OPINION: Too Many Secrets

Remember the Robert Redford movie — “Sneakers,” the scrabble game, and “too many secrets.” Well let’s follow the Department of Justice and its response to an inquiry by two senators about our privacy.

U.S. Senators Mark Udall and Ron Wyden have written this letter to Attorney General Eric Holder, accusing the Justice department of “making misleading statements about the legal justification of secret domestic surveillance activities that the government is apparently carrying out under the Patriot Act.”

The senators contend that the government has also interpreted a provision of the Act, based on rulings by the secret national security court, as allowing some “other kind” of activity that allows the government to obtain private information about people who have no link to a terrorism or espionage.

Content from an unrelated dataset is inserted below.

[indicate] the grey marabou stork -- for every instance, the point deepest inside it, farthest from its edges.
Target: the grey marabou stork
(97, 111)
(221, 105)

The Senators want DOJ to release the legal interpretations they are relying on to enforce the provision. Seems like a reasonable request wouldn’t you think? — They say:

“In our judgment, when the legal interpretations of public statutes that are kept secret from the American public, the government is effectively relying on secret law,” they wrote.

DOJ says, “the law isn’t secret, and therefore it’s okay to have secret interpretations.”

In other words our government says as long as a law is public, it’s okay for a secret court and the government to interpret that law in secret. To take that further, we can have a law that says you may not spy on an American citizen in this country without probable cause that your about to commit a serious crime and a Court order. The Justice department can with the advice and consent of a secret court interpret probable cause to mean — you jaywalked last year as probable cause to tap your phone, hack your personal computer, and tail you on your vacation.

DOJ takes the position that if a secret court makes this secret interpretation of the law, then their free to rely on this interpretation, and even the Senate who has constitutional oversight over the Executive and Judicial branch has no right to even know such an interpretation exists. Big Brother is watching my friends.

The Senators say secret interpretations of public laws render the laws secret. I agree.